彼の黒髪を指でどけると、青白い顔が露わになった。
唇の血色が悪いが、どうやら死んでいるわけではなさそうだ。
耳をすませば、今にも消え入りそうな吐息が聞こえる。
「た、大変・・・!
治療します!」
サフィは躊躇いなく彼のかすり傷を癒す。
一方のカイヤは顔を歪めた後に鞄の中の小瓶を漁った。
3人が夢中で介抱する傍らで、コーネルは背筋がゾッと凍るのを感じた。
「おい・・・傭兵」
小声でメノウを小突く。
「これはどういう事だ・・・」
「あんさんも結構鋭いなぁ」
ぼそぼそと囁き合う隣でアンバーが口を開く。
「ねぇ、その人。
・・・ジストに似てない?」
全員の動きが止まる。
「私に・・・だと?」
「ほ、ほんとだ。
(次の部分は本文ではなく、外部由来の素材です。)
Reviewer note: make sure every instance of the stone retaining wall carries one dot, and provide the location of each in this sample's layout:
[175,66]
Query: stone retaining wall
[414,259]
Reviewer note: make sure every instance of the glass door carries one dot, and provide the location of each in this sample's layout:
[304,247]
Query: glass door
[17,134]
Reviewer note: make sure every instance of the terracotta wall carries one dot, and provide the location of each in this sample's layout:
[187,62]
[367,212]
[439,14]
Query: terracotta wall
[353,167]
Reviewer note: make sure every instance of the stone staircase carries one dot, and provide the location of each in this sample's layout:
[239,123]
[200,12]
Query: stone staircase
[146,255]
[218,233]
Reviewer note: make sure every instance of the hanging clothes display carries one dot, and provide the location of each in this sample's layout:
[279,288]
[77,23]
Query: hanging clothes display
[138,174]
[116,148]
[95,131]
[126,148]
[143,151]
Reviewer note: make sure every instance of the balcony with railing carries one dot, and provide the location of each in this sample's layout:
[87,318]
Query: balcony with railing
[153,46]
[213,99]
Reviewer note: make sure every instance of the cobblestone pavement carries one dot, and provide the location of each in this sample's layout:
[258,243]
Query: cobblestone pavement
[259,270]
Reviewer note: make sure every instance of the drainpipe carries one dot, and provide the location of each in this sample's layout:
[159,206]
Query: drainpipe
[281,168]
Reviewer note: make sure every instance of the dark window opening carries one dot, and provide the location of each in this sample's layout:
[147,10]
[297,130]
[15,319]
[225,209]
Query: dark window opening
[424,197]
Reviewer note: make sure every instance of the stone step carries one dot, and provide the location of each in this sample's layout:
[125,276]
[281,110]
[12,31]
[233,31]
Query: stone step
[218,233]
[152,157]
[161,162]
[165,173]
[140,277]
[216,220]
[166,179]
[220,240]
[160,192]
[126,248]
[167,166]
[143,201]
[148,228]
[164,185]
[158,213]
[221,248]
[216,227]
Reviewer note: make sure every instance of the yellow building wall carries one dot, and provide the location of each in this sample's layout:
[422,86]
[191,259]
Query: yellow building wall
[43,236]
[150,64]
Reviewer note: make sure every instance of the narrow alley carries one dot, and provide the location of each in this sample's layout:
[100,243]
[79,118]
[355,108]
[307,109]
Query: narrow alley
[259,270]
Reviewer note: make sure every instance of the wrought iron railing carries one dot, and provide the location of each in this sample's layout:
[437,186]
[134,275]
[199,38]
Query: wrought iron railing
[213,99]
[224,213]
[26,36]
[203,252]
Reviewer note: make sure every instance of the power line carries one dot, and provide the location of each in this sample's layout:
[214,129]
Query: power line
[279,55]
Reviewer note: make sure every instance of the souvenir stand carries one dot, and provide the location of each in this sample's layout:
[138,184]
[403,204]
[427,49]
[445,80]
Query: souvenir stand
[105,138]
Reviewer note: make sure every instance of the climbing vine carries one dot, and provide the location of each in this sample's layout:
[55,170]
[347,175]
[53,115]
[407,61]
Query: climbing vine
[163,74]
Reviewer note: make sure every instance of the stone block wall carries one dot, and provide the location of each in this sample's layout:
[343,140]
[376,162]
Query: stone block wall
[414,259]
姫様そっくり・・・っていうか、」
生き写しだ。
ジスト以外の誰もが思った。
この世界で生まれついての黒髪は少ない。
それだけではなく、中性的な顔立ちも肌の色も背格好も、不気味なほどによく似ていた。
最も悍ましさを感じたコーネルの脳裏にはアクロの姿が浮かぶ。
「“ドッペルゲンガー”って知ってます?
世界に何人か、自分にそっくりな人がいるって」
カイヤが青年の腕に何かを注射しながら呟く。
「ボクは会った事ないですけど、博士はあるって言ってました。
王子も、確かそうでしたよね?」
「そのドッペルゲンガーってやつ、そうそう頻繁に会うものなの?
俺は会った事ないけど・・・。
ただの偶然、・・・って思いたいけど、なんとなく嫌な感じする。
それも、俺達が旅を始めたこの期間だけで、2人目だなんて」
「うっ」
突然の呻き声が遮る。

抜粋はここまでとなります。